ふたりが言及しているジャンパーを纏った第二部のフレディ ©AURORA FILMS/VANDERTASTIC/FRAKAS PRODUCTIONS/2022

―ファム・ファタール的な、セクシーなアジア女性のイメージを当初抱いてしまった、そんなご自身の感性の由来ということでしょうか。

シュー:それこそブロンドのウィッグを付けるようなことも最初のシナリオでは想定していて、典型的かつ古典的なファム・ファタールの姿を思い描いていました。もし私がほかのアジア映画から影響を受けた可能性があるならば、たとえばウォン・カーウァイの映画などを挙げることができるかもしれませんし、一方でもしかしたら、西洋的な妄想(ファンタズム)に由来するものなのかもしれません。

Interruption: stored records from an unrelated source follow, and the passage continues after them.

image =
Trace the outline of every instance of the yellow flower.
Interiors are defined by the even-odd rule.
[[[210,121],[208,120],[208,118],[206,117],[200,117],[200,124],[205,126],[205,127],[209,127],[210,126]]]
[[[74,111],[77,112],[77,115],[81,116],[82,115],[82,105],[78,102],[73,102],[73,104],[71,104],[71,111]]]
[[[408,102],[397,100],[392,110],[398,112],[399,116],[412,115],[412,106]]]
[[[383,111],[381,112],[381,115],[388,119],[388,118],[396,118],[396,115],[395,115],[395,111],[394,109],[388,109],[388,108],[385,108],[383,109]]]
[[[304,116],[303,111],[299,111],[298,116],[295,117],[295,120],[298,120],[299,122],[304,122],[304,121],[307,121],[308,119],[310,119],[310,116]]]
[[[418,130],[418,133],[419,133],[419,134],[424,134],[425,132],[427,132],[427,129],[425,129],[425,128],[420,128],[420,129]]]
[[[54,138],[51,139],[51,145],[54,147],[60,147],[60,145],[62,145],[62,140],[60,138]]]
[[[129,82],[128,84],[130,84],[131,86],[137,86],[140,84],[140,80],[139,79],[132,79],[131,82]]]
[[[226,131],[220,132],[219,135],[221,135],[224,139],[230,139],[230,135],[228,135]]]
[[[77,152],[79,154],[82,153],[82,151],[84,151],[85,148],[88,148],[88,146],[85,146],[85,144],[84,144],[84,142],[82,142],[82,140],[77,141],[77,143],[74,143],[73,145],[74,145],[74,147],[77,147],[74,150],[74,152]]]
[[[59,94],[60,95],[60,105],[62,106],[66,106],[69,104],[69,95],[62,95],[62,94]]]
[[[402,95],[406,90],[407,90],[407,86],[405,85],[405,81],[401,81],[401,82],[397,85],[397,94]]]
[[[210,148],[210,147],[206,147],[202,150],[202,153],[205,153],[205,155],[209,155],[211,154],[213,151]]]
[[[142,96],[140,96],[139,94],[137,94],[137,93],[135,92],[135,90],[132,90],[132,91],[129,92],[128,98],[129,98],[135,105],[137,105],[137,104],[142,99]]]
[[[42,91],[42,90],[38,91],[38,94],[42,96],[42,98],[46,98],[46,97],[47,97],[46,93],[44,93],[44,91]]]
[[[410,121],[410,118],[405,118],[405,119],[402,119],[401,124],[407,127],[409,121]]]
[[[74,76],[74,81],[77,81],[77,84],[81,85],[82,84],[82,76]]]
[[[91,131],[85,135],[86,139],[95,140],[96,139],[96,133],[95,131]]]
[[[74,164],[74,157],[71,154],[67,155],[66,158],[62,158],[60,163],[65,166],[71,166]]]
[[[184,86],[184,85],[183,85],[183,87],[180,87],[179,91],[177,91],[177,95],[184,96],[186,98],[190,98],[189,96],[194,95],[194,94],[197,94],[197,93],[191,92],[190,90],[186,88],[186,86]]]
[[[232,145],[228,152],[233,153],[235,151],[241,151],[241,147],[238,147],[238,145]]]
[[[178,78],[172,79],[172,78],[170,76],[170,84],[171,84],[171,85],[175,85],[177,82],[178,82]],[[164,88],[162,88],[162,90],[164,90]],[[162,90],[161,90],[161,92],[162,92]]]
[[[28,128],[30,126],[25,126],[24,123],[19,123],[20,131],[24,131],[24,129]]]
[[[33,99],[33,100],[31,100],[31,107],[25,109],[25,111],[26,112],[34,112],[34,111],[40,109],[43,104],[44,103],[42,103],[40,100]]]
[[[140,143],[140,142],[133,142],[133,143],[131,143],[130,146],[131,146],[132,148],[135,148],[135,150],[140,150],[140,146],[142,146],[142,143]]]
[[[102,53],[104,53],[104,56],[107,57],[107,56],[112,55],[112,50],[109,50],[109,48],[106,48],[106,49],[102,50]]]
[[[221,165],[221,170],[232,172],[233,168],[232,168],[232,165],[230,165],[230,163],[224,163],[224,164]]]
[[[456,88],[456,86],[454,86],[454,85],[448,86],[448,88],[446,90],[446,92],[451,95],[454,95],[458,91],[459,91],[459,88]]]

ジミン:(監督はイメージの由来について話しているが)私が話しているのはフレディが生きている背景、コンテクストとしての環境についてです。彼女にはフランス人として白人のヨーロッパ社会を生きてきた物語があるわけで、この背景をきちんと定義しないといけないということなんです。

シュー:うん、もちろん。そういう人を描く側の責任ということだよね。

ジミン:うん、そう。

シュー:実際に私たちは、もうひとりのスタッフも加えて話し合い、フレディのキャラクターをいったん白紙に戻しました。あらためて、実際のところフレディはどういう人物なのか、何の仕事をしている人なんだろうといったことを自由に空想し、議論するうちに、私たちは少しずつ楽しくなっていった。そして生まれたのが「戦う人」というイメージであり、人に隙を見せず、弱いところに付け込ませないように鎧のような服を着て、身を守っているキャラクターなんです。

革の服という発想も、そうした流れで生まれました。イメージしたのは、ジョージ・ミラー監督『マッド・マックス 怒りのデス・ロード』(2015年)でシャーリーズ・セロンが演じたフュリオサ、『マトリックス』(1999年)のキャリー=アン・モス(が扮したトリニティ)、デヴィッド・フィンチャー監督『ドラゴン・タトゥーの女』(2011年)での(ルーニー・マーラが担った)リスベット・サランデル、あとはオリヴィエ・アサイヤス監督『イルマ・ヴェップ』(1996年)で(本人役だった)マギー・チャン……こうしたいろんな映画とキャラクターの影響のなかで、第二部のフレディの造形ができあがっていったのです。

―『ソウルに帰る』という映画が、「グローバルに生きる人間」を中心に置いていることもまた、強い印象を残します。フランス語と韓国語のあいだを通訳する場面もたくさん描かれますし、そもそも国境を飛び越えて人々が移動していることが前提になっている。新世代の当たり前の感覚として描いているのか、あるいはそれこそアサイヤスのように、先達の映画人たちが描いてきたグローバルな世界観の影響があるのでしょうか。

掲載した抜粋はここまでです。